Depuis le début du camp, la lecture des statistiques de Joseph laisse une impression familière à ceux qui ont suivi le début de sa jeune carrière. Utilisé sur les deux phases d’unités spéciales, l’attaquant de 21 ans bloque autant de lancers qu’il en décoche, sert sa dose de mises en échec et fait son apparition régulière dans la colonne des points.

 « Je ne veux pas me donner trop d’attentes. J’essaie de garder ma motivation et rester conscient qu’il faut que je travaille chaque jour,  avançait prudemment Joseph lorsque RDS l’a joint dans sa chambre d’hôtel à la veille de son plus récent test. Je pense que je suis capable de jouer à ce niveau-là, mais il faut aussi que je sois réaliste dans mes attentes. Ils ont une bonne équipe ici. Je ne veux pas comparer avec ce qui se passe ailleurs, mais c’est un endroit où il y a beaucoup de profondeur. Il y a quatre solides lignes déjà, peu importe qui va commencer dans le groupe des 12 attaquants au premier match de la saison. Je travaille dur et je ne veux pas trop penser au reste. »

Mais ne pas vouloir « penser au reste » et bloquer efficacement les distractions sont deux choses bien distinctes. Son entraîneur a récemment dit à son sujet qu’il avait tout ce qu’il fallait pour réussir dans la LNH. Un média de Tampa lui a offert une tribune pour publier son journal de bord pour la durée du camp. Mardi, c’est son visage qui était à la Une du site internet de l’équipe à l’approche du match contre les Panthers.

Joseph n’est pas sourd. À cause de toute l’attention qu’il reçoit, il réalise que l’enjeu est amplifié pour lui en ce moment.

« Tout ce que j’entends à gauche et à droite, je pense que c’est juste une motivation de plus pour moi, réagit-il. Ce n’est pas quelque chose qui me dérange, honnêtement. C’est le fun pis toute, mais le reste, ce n’est pas moi qui contrôle ça, zéro. Je fais mon possible pour faire l’équipe, mais ce n’est pas moi qui vais prendre la décision. Je ne m’en fais donc pas trop avec ce qui se dit autour. J’essaie juste de jouer ma game. »

Plus lourd et plus rapide?

Pour un deuxième été consécutif, Joseph s’est entraîné sous la supervision de Mark Lambert, un Québécois embauché à titre de spécialiste du conditionnement physique par le Lightning. Pendant les trois mois estivaux, les deux hommes ont travaillé ensemble à Châteauguay avec quelques autres joueurs de la Ligue nationale.

Joseph a abordé sa saison morte avec l’objectif d’augmenter sa masse musculaire. Résultat : il est retourné en Floride plus lourd d’une quinzaine de livres.

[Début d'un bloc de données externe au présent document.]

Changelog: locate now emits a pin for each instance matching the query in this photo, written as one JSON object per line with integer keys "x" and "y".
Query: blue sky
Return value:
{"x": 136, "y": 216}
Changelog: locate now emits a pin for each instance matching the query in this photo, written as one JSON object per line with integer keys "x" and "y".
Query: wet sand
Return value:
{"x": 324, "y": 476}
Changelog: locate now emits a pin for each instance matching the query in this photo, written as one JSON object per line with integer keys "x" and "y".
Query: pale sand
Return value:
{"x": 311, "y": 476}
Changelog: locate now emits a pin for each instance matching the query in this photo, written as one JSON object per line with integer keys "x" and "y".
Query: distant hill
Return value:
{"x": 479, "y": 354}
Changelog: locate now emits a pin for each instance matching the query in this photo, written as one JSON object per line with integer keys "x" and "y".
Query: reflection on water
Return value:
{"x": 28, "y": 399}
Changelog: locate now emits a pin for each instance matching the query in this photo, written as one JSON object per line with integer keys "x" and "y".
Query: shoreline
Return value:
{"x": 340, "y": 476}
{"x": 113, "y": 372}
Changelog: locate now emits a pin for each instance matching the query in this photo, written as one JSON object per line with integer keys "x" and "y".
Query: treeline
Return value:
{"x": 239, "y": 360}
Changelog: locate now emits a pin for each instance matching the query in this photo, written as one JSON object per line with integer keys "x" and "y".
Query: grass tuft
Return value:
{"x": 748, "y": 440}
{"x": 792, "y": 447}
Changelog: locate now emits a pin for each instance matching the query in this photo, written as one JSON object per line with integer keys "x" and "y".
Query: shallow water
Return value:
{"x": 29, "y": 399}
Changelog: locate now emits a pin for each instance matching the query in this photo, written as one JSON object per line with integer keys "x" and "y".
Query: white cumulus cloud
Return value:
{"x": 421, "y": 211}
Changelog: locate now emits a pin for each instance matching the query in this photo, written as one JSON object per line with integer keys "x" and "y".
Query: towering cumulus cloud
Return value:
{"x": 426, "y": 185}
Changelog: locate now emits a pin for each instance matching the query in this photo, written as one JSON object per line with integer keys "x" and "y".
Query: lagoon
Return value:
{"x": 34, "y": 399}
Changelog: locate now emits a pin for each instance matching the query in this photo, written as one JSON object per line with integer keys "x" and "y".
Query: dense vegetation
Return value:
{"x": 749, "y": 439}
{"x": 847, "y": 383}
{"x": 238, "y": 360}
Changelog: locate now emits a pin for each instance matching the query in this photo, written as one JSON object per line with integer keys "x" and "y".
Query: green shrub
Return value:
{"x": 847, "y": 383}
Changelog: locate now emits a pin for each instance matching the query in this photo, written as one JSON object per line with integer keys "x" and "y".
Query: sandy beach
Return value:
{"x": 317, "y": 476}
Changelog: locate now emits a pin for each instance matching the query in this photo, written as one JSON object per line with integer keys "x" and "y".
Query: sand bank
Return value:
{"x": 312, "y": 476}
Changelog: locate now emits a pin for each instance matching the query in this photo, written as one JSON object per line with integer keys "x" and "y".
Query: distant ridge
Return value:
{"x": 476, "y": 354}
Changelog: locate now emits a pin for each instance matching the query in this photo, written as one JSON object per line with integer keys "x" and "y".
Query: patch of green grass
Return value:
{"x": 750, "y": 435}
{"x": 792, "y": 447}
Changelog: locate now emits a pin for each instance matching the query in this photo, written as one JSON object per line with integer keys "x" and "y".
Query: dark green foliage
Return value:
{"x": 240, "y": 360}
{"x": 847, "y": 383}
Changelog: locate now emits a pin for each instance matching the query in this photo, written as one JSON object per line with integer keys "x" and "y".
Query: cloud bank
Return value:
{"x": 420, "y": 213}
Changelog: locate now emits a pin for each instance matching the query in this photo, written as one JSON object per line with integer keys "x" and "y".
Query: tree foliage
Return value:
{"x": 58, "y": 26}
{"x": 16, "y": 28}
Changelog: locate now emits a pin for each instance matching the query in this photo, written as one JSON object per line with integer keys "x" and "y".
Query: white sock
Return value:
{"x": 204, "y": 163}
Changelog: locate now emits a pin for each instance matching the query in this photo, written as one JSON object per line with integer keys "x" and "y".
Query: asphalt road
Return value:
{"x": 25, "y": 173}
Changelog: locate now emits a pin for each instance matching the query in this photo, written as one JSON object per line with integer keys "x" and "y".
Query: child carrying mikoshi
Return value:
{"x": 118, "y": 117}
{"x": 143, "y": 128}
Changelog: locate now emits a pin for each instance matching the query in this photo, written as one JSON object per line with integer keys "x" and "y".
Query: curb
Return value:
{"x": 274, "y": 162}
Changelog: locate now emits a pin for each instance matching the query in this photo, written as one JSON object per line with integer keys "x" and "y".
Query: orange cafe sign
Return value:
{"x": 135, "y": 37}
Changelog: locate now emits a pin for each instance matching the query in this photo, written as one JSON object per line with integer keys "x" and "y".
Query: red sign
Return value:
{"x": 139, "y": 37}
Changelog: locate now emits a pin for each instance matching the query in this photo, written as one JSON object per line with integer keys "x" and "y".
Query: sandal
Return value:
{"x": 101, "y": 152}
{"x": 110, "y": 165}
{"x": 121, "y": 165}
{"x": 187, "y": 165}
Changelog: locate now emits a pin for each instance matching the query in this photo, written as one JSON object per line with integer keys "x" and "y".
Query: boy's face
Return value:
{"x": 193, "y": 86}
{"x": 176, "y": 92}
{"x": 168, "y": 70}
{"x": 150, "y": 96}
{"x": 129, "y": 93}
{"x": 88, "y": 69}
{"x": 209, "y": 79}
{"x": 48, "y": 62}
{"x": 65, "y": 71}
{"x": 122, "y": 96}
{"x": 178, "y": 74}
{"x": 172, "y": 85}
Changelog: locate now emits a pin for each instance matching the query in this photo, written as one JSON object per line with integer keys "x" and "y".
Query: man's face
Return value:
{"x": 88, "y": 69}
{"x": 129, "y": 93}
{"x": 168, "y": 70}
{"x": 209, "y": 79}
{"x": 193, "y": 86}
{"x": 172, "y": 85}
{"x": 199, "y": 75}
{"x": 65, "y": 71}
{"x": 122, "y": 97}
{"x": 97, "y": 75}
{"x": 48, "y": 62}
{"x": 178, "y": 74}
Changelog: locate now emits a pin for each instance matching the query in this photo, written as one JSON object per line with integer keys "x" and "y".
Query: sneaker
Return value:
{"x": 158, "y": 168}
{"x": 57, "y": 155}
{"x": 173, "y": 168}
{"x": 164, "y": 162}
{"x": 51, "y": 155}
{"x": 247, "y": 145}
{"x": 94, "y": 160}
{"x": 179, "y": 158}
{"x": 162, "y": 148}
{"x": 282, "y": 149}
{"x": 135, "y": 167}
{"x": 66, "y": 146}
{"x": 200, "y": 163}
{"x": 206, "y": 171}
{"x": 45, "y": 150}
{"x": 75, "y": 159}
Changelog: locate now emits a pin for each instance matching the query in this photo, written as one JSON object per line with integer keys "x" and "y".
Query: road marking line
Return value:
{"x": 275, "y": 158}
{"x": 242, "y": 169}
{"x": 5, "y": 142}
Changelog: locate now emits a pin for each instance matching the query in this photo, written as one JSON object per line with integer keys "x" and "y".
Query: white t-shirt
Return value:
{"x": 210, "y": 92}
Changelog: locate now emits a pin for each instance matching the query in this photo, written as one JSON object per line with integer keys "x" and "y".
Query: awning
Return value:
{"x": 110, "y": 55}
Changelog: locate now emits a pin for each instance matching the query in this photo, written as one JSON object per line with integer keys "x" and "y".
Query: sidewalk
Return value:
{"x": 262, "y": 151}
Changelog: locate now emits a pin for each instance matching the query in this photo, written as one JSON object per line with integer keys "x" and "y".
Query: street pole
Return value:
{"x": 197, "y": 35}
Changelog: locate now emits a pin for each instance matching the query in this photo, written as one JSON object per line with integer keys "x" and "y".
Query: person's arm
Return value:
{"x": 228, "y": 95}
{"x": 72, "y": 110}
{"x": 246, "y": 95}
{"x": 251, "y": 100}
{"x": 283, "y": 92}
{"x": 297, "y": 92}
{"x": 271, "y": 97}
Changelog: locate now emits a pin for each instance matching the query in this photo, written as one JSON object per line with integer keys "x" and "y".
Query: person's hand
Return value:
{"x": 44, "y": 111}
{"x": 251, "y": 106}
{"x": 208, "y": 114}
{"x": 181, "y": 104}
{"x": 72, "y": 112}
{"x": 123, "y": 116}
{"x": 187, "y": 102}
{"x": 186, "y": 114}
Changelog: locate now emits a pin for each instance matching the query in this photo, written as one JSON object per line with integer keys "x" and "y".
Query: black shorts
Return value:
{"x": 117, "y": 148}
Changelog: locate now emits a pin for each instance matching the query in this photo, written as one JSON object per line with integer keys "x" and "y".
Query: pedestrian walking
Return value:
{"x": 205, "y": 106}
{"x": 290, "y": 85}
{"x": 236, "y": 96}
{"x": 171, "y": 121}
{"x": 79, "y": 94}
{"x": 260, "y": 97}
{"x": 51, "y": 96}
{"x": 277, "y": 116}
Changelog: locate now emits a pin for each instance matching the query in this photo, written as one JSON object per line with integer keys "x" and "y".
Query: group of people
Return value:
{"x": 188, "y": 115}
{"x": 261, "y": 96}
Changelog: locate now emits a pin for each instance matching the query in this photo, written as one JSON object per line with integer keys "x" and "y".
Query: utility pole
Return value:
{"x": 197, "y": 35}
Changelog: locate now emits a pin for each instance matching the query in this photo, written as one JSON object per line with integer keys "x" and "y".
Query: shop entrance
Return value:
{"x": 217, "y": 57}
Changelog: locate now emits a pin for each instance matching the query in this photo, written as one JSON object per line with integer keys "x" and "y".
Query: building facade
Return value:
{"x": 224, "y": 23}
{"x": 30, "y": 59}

« J’ai eu une rencontre avec [Steve] Yzerman, qui m’a dit de m’entraîner fort cet été. Il voulait que je sois plus fort physiquement et c’est quelque chose que j’ai voulu améliorer. Mais mon but n’était pas de prendre 20-25 livres. Je voulais prendre la force et en m’entraînant 12 à 13 semaines cet été, ça m’a permis d’être plus lourd. »

La décision peut sembler étonnante quand on sait qu’une grande partie de l’identité de Joseph est basée sur son coup de patin exceptionnel. À Montréal, Jonathan Drouin confiait récemment au confrère Guillaume Lefrançois qu’il avait décidé de revenir à 193 livres cet été justement parce qu’il s’était senti moins explosif à 203 livres la saison dernière.

Joseph, il faut le noter, était classé à 173 livres la saison dernière. À 6 pieds 1 pouce, il sentait aisément qu’il pouvait ajouter du poids sans hypothéquer sa vitesse.

« Je ne trouve pas que ça a affecté mon coup de patin, je dirais même que ça l’a amélioré, observe-t-il. J’avais beaucoup d’exercices pour les jambes dans mon programme et j’ai aussi été plus sérieux dans mon alimentation. Ça a l’air beaucoup, 15 livres, mais ça s’est fait de façon graduelle et j’ai été capable de m’adapter à mesure que mon poids montait. Au final, je n’ai pas senti la différence dans mon jeu. Je pense juste que ça m’aide à être plus solide sur mes patins et être meilleur en protection de rondelle. »

Un Mathieu Joseph plus rapide donnera assurément des maux de tête aux défensives adverses cette saison. Ne reste plus qu’à savoir dans quelle ligue il faudra distribuer les Advil.